OK, I wasn’t too impressed with the forensic inquiry of the students – 4 lanes of chicken breast vs 4 lanes of chicken nugget – couldn’t they have included some other parts of the chicken for comparison?!?! – but look at the bands! Photographing with an i-phone or an i-pad also allows for instant fiddling with the picture, making it black and white and adjusting the contrast to make the bands clearer.
But today was Year 7 Baboon Day, my favourite day of the year.
The full details of this lesson with all the relevant resources can be found here:
So having already role played cuckoos and host birds and rats in Skinner boxes, they now get to role play baboons, whilst half a dozen students try to figure out what’s going on, collect molecular data by “darting” the baboons to get “blood samples” and so on.
All good fun and, as usual, they made splendidly realistic baboons. But the best features of a lesson can sometimes be the unexpected ones. The students cast as scientists had done a great job as field biologists, but were having particular difficulty determining the paternity of the baby baboons. The mothers and babies were fine – the DNA profiles were consistent with their field observations. But who had fathered the offspring?
I couldn’t understand the difficulty. Once you realise that all the bands from a baby must either match bands in the mother or father, so you have to account for all bands present, it’s just a simple logic problem. Isn’t it? But, no, they were baffled. What was the problem? Where was the mental block?
And then one of them had a flash of insight. Hang on, she said, are baboons different to humans? Can one father have several “wives”?
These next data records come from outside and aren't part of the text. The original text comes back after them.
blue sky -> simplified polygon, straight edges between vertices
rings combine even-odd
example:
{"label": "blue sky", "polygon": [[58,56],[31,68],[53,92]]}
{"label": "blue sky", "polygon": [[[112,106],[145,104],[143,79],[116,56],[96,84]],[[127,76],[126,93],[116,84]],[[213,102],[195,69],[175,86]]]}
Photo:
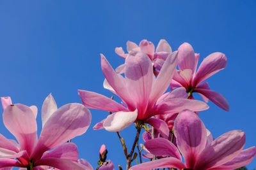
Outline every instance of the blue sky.
{"label": "blue sky", "polygon": [[[215,138],[241,129],[246,136],[245,148],[255,146],[255,8],[253,0],[1,1],[0,96],[39,110],[51,92],[59,107],[81,103],[77,89],[110,97],[102,87],[100,53],[116,67],[124,60],[115,48],[125,48],[128,40],[139,43],[147,39],[157,45],[165,39],[173,50],[188,42],[200,53],[200,62],[215,52],[228,59],[227,67],[207,81],[225,96],[230,110],[210,102],[209,110],[200,113],[206,127]],[[116,167],[124,167],[116,134],[92,129],[108,113],[91,111],[90,127],[72,140],[79,157],[95,167],[104,143],[108,157]],[[38,122],[40,127],[40,113]],[[3,122],[0,132],[13,138]],[[129,148],[134,133],[133,126],[121,132]],[[248,167],[256,168],[256,160]]]}

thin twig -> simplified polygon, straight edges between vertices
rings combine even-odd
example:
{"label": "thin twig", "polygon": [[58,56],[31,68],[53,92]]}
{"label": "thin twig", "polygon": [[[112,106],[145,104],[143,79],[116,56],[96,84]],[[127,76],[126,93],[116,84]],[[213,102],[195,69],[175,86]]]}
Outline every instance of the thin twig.
{"label": "thin twig", "polygon": [[136,136],[134,139],[134,141],[132,145],[132,149],[131,150],[130,153],[127,155],[127,157],[126,157],[126,169],[129,169],[131,166],[131,159],[133,155],[133,152],[134,152],[134,148],[136,146],[136,143],[139,141],[139,138],[140,138],[140,131],[141,130],[141,124],[140,122],[138,122],[138,125],[137,125],[137,133]]}
{"label": "thin twig", "polygon": [[138,143],[137,143],[136,144],[136,146],[138,148],[138,152],[139,152],[139,155],[140,155],[140,162],[141,164],[142,163],[142,159],[141,159],[141,152],[140,150],[140,148],[139,148],[139,144]]}

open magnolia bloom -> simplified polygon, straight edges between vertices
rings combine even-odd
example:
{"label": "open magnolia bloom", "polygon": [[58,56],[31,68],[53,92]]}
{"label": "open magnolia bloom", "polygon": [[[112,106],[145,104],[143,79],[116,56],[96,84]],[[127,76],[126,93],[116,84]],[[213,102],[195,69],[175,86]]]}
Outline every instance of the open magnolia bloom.
{"label": "open magnolia bloom", "polygon": [[91,113],[83,104],[70,103],[58,109],[52,96],[48,96],[42,108],[42,129],[38,139],[36,107],[12,104],[9,97],[1,100],[4,125],[19,145],[0,134],[0,167],[90,169],[77,162],[76,145],[65,143],[84,134],[91,123]]}
{"label": "open magnolia bloom", "polygon": [[[245,143],[243,131],[232,131],[213,140],[209,138],[199,117],[189,110],[179,114],[173,128],[177,148],[163,138],[148,140],[145,143],[151,153],[168,157],[136,165],[130,169],[175,167],[191,170],[228,170],[250,164],[255,155],[255,146],[242,150]],[[185,163],[182,162],[180,152]]]}
{"label": "open magnolia bloom", "polygon": [[222,95],[210,90],[207,82],[202,81],[224,69],[227,66],[225,54],[215,52],[204,59],[196,71],[199,54],[195,53],[192,46],[187,43],[180,46],[178,49],[178,66],[171,83],[172,89],[184,87],[193,99],[193,92],[198,93],[205,102],[209,100],[226,111],[229,110],[228,103]]}
{"label": "open magnolia bloom", "polygon": [[106,59],[101,55],[101,67],[106,77],[104,87],[121,98],[123,104],[102,95],[78,90],[83,103],[88,108],[114,112],[93,128],[105,128],[109,131],[120,131],[134,121],[149,124],[168,136],[169,129],[161,120],[150,118],[158,114],[172,113],[189,109],[205,110],[209,106],[204,102],[163,95],[171,82],[176,68],[177,52],[167,57],[159,75],[153,74],[148,57],[140,52],[130,52],[125,59],[125,77],[117,74]]}
{"label": "open magnolia bloom", "polygon": [[[125,53],[122,47],[116,47],[115,52],[117,55],[124,59],[126,59],[129,53],[132,52],[141,52],[148,56],[150,59],[154,69],[154,73],[157,76],[159,71],[164,64],[167,57],[172,53],[172,48],[168,43],[165,39],[161,39],[157,45],[155,52],[155,46],[154,44],[148,41],[147,39],[143,39],[140,41],[140,45],[128,41],[126,43],[127,50],[128,53]],[[118,73],[124,73],[125,72],[124,64],[119,66],[116,71]]]}

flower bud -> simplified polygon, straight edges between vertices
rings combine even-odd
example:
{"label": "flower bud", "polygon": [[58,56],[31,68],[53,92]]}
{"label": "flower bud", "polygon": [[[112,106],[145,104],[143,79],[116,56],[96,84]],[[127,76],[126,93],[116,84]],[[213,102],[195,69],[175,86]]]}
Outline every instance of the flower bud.
{"label": "flower bud", "polygon": [[107,153],[108,153],[108,150],[106,147],[105,145],[101,145],[100,149],[100,160],[101,162],[105,162],[106,159],[107,159]]}

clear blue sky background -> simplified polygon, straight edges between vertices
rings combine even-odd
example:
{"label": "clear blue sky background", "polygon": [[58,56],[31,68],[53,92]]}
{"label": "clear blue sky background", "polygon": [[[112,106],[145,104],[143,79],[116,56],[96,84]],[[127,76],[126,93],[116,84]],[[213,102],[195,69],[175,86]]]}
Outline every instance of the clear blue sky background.
{"label": "clear blue sky background", "polygon": [[[179,2],[178,2],[179,1]],[[107,96],[99,53],[116,67],[124,60],[115,48],[143,39],[156,45],[166,39],[173,50],[184,42],[200,53],[226,54],[227,67],[208,80],[229,103],[226,112],[212,103],[200,117],[214,138],[234,129],[245,132],[245,148],[256,145],[255,1],[0,1],[0,96],[40,108],[52,92],[58,106],[81,103],[77,89]],[[117,97],[115,97],[117,99]],[[0,109],[3,112],[2,108]],[[94,167],[100,145],[117,169],[125,164],[115,133],[93,131],[106,111],[92,110],[92,125],[72,140],[79,157]],[[0,132],[13,139],[2,121]],[[132,126],[122,131],[129,149]],[[256,168],[254,160],[248,166]]]}

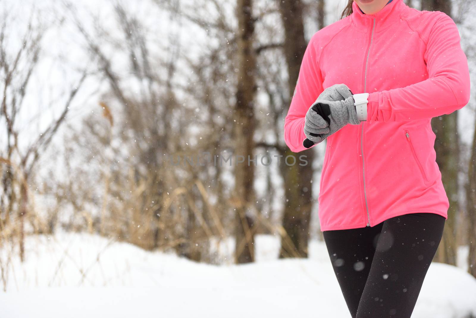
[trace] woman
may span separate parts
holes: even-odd
[[[409,318],[449,207],[431,119],[467,103],[467,61],[443,12],[403,0],[344,12],[308,45],[285,139],[295,152],[327,140],[319,220],[352,317]]]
It was a brilliant moment, a lightbulb moment, one you want to capture and bottle and share with the world. They had been trying to match up mothers and fathers and offspring as discreet, family units. This hadn’t worked and they were getting frustrated and confused. Suddenly, with this new way of looking at the world, they could make sense of it all. They rapidly worked out that the alpha male was not only the father of 4 of the 6 offspring, but had (shock horror!) sired them with 4 different females.
This is quite sweet – such innocence! such well brought-up students! – but I love anything that startles students out of pre-conceived views of the universe. They had framed baboon society as being essentially the same as conventional, middle class, western human society, and subconsciously made certain assumptions. Which didn’t match the evidence. So something had to give.
Before they left for home, I asked them what they had learned in the lesson. The list was long – dominance hierarchies, stress hormones, grooming behaviour, DNA profiles and how to interpret them, baboon society, field biology, how to communicate without speaking….
And they hadn’t written a single thing down.
Have a great summer. I hope to be back in the autumn with more ideas to share.